If you are using XNA 4.0 you can use shaders with any SpriteSortMode
. To do so you pass an Effect
to one of the overloads of SpriteBatch.Begin
that accepts it as a parameter.
In XNA 3.1 and earlier Immediate
was the fastest mode. In XNA 4.0 it is the slowest.
SpriteBatch
uses a dynamic vertex buffer internally. It is pretty much the best strategy for doing what it does (batching together arbitrary sprite draws).
You could recreate SpriteBatch
, adding or removing functionality and potentially changing the performance profile. But you should probably avoid doing that.
SpriteBatch
"uses" up performance in the following ways: It does some CPU-based transformations (cheap CPU), possibly some sorting depending on mode (cheap CPU), and sends data to the GPU in batches (somewhat heavy CPU per batch, cheap bandwidth). Then on the GPU it has negligible vertex costs, and pixel costs that will depend mostly on your pixel shader and what you are drawing (ie: very little to do with SpriteBatch
itself).
So if you can "bake" your vertices into a regular vertex buffer, instead of a dynamic one, you can shave off some time. You could also micro-optimise the draw calls and the transformations they do. These will get you very tiny performance improvements - generally not worth it unless you are doing large particle systems.
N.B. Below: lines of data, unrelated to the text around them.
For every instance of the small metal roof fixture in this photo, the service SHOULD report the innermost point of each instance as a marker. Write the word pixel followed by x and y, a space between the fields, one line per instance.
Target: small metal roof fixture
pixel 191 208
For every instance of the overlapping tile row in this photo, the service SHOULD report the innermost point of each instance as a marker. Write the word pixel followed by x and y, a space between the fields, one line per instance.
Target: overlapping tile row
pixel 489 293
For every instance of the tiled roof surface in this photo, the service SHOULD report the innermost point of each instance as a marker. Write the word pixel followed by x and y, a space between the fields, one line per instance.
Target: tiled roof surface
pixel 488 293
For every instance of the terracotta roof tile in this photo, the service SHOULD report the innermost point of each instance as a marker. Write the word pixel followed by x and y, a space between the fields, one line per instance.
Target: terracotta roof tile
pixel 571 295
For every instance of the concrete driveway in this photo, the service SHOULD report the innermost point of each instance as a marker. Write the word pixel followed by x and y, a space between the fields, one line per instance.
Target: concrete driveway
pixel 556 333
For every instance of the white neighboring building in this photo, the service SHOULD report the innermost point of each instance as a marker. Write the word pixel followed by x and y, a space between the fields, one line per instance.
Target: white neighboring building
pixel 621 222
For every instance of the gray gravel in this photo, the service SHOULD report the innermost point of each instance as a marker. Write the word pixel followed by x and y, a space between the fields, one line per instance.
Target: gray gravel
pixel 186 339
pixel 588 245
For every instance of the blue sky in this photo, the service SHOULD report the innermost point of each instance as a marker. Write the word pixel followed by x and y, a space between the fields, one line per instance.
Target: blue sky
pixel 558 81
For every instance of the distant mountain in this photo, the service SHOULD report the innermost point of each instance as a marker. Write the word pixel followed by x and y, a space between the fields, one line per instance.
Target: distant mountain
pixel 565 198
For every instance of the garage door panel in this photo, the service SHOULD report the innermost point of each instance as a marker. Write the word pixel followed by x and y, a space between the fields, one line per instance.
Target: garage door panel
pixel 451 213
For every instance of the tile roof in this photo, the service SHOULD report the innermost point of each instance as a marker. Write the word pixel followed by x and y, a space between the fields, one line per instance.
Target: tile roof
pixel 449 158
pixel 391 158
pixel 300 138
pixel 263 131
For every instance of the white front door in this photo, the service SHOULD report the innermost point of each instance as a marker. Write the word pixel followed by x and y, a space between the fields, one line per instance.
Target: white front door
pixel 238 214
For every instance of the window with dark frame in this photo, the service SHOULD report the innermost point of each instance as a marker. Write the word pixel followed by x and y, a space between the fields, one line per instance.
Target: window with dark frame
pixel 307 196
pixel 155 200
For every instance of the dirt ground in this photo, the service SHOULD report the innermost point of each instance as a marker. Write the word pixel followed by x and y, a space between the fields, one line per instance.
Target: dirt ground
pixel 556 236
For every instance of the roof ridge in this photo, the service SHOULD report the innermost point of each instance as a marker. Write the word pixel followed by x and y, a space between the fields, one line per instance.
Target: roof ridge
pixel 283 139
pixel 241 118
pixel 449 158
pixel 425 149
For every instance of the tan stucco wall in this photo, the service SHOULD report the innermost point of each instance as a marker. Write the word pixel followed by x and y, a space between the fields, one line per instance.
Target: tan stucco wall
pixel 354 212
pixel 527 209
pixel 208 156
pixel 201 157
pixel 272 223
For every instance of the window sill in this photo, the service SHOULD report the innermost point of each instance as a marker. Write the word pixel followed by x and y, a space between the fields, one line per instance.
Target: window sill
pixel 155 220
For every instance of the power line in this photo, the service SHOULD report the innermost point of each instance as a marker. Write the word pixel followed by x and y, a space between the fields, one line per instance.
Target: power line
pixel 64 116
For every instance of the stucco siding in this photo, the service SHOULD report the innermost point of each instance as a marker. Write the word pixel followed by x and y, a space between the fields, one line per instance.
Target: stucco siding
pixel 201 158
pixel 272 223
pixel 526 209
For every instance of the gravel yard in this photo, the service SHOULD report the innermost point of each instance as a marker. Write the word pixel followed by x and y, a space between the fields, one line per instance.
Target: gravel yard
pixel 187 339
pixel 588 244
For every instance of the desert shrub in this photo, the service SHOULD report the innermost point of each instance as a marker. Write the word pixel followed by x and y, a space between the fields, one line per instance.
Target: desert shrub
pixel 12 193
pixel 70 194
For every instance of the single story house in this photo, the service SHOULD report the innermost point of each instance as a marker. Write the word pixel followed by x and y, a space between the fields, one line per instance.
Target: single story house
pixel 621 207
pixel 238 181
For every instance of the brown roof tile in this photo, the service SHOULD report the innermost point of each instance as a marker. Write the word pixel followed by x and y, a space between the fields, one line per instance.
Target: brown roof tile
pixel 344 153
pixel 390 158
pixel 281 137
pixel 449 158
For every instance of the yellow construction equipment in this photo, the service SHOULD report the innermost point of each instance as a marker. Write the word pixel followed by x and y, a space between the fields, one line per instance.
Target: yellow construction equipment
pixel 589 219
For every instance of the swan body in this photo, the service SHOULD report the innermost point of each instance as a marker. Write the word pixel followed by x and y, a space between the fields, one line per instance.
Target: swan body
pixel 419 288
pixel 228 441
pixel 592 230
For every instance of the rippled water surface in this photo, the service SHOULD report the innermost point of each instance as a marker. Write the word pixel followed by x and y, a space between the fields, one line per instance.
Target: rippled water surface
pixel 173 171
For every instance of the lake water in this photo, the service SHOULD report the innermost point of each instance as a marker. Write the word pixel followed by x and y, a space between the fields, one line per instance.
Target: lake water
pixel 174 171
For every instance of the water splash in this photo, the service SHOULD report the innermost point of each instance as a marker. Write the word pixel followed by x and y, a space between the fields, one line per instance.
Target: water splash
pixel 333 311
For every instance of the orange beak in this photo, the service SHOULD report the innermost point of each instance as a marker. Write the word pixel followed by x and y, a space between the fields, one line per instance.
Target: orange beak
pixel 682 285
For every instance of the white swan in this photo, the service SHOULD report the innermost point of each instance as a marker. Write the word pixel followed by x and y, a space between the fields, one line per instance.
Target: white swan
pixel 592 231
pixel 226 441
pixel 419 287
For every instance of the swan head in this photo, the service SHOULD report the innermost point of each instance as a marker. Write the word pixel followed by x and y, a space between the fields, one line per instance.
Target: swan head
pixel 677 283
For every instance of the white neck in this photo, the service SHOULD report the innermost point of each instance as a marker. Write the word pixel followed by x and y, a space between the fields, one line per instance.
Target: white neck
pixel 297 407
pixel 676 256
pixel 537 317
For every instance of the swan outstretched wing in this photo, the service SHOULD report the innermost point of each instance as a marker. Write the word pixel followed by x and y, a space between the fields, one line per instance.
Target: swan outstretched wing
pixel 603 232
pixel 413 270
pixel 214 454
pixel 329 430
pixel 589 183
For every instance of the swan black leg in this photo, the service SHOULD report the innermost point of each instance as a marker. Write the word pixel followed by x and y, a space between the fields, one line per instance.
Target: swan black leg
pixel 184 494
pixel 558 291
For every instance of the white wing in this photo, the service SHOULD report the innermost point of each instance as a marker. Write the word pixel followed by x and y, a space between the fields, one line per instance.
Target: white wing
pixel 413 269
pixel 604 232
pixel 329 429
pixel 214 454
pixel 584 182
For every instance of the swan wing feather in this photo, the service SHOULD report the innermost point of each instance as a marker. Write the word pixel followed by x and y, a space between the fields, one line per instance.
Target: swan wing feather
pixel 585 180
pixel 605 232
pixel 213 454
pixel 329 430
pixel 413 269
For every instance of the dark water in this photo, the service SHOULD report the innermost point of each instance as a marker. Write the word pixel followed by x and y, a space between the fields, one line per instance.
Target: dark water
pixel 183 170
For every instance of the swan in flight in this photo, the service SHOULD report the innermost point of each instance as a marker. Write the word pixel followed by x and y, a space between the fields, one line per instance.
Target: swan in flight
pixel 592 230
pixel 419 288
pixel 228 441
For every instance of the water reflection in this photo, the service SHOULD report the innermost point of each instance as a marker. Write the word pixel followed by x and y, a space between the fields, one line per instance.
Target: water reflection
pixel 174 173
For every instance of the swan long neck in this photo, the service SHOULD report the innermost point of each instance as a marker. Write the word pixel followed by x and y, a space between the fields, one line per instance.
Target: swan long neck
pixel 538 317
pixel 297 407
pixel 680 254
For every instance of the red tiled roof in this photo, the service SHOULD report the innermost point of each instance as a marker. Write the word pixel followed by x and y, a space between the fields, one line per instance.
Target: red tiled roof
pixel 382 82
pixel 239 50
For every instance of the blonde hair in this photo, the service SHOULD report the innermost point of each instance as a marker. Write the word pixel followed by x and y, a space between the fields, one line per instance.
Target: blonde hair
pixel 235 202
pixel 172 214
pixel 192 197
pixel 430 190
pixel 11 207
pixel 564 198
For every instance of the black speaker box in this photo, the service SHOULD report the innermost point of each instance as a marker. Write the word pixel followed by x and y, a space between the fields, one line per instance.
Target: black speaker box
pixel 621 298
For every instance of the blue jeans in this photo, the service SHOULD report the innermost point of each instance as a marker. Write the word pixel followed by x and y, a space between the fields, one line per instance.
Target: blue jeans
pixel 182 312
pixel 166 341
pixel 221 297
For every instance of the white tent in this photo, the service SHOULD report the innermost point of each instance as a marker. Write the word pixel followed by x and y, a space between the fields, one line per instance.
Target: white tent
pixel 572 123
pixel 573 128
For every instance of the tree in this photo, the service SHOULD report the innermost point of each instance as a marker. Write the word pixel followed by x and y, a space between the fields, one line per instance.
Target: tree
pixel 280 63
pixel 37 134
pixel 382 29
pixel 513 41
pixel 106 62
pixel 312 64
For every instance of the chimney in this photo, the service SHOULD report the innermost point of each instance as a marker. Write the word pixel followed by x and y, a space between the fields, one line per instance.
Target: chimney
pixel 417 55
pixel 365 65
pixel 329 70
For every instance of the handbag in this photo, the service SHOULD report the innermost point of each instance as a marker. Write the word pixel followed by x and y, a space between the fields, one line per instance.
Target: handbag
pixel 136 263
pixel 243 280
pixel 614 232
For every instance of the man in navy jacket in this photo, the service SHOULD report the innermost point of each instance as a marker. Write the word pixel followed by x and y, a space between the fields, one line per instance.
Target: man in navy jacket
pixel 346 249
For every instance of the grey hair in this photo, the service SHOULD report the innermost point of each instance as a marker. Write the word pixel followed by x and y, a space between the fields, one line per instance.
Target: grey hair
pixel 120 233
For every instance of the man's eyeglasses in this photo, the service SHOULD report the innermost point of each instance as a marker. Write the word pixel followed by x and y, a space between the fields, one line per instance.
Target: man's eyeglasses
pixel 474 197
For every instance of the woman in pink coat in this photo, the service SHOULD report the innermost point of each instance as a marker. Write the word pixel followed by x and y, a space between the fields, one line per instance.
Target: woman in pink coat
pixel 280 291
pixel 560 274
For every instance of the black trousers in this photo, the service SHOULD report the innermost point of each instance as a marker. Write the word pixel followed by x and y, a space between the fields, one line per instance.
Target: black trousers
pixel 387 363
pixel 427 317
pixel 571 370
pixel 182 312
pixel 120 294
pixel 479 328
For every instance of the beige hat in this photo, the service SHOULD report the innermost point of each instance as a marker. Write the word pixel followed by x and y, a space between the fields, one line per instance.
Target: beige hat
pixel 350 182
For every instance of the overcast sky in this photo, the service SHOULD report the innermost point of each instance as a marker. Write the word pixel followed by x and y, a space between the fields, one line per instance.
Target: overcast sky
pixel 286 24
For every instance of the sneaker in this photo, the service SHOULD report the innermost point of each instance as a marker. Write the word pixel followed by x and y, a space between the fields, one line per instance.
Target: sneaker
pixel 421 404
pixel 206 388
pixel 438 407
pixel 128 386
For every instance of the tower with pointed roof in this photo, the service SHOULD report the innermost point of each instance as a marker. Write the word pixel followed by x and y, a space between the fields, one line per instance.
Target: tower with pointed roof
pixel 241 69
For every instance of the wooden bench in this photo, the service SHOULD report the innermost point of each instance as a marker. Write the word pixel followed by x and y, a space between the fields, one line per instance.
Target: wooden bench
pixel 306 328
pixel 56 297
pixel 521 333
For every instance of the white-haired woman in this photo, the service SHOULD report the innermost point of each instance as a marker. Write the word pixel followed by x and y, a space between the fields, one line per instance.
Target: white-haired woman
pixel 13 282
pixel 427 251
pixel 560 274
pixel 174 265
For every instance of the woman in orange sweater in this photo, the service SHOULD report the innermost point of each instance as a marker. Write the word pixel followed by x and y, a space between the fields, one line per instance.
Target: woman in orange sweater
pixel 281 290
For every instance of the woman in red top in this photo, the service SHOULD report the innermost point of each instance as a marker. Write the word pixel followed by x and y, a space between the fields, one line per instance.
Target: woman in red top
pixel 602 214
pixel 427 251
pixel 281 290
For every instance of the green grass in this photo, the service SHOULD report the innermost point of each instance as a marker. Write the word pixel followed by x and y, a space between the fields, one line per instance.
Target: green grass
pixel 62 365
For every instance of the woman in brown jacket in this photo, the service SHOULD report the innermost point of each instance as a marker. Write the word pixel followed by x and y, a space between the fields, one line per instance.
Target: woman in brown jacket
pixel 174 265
You can probably get much better optimisation results by optimising your batching (see this question and answer) - grouping textures together and particularly by not using Immediate
sort mode in XNA 4.0. Or by optimising your pixel shader if you are GPU-bound, or other areas of your program if you are CPU-bound.
Rewriting SpriteBatch is almost always not worth the effort.
As always with optimising for performance: Measure It!